Outdoor advertising company oOh!media has cautioned investors about a potentially weaker end to the year, citing softer advertising market conditions and the loss of a significant contract in New Zealand. oOh!media specialises in providing diverse and engaging out-of-home advertising solutions across Australia and New Zealand. The company’s network includes billboards, street furniture, retail spaces, and airport displays.
The company reported that its third-quarter revenue increased by 7 per cent compared to the previous year, slightly exceeding its projections from August. This growth was attributed to stronger market share gains, excluding retail and New Zealand operations. However, the company noted that subdued market conditions early in the fourth quarter are expected to result in revenues slightly below those of the corresponding period last year.
The slowdown is attributed to a notable decline in Australian advertising activity in October, which has broadly affected the out-of-home advertising sector.
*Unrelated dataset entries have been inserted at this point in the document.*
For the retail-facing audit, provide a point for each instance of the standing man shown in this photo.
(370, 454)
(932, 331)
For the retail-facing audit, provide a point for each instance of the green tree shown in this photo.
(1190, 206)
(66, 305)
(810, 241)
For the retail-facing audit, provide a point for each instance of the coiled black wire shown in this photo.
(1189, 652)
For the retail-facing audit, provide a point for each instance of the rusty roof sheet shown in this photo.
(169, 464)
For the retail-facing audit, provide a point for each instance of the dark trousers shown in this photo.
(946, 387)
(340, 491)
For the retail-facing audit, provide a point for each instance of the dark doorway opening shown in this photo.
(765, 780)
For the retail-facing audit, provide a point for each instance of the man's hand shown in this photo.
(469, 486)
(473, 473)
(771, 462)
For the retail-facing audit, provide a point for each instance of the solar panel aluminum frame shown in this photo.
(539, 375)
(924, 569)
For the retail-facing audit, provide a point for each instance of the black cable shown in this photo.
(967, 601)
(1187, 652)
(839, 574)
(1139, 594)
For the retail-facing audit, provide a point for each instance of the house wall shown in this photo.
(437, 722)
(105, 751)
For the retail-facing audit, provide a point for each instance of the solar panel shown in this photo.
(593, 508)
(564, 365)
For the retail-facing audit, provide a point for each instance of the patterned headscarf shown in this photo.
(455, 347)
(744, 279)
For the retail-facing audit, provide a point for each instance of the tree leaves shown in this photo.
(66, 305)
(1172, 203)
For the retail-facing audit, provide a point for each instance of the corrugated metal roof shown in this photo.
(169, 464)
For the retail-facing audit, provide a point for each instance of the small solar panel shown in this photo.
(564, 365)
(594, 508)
Additionally, the non-renewal of oOh!media’s Auckland Transport contract has significantly impacted revenues generated in New Zealand.
As a result of these factors, oOh!media now anticipates full-year 2024 revenue to be in the range of $689 million to $694 million, with a gross margin of approximately 43 per cent, a decrease from the previously forecasted 44 per cent. The company projects adjusted EBITDA to be between $139 million and $142 million, which includes restructuring costs associated with its New Zealand operations. Operating expenses are expected to remain stable at $159 million to $161 million, and capital expenditure is projected to be at the lower end of the $53 million to $63 million range.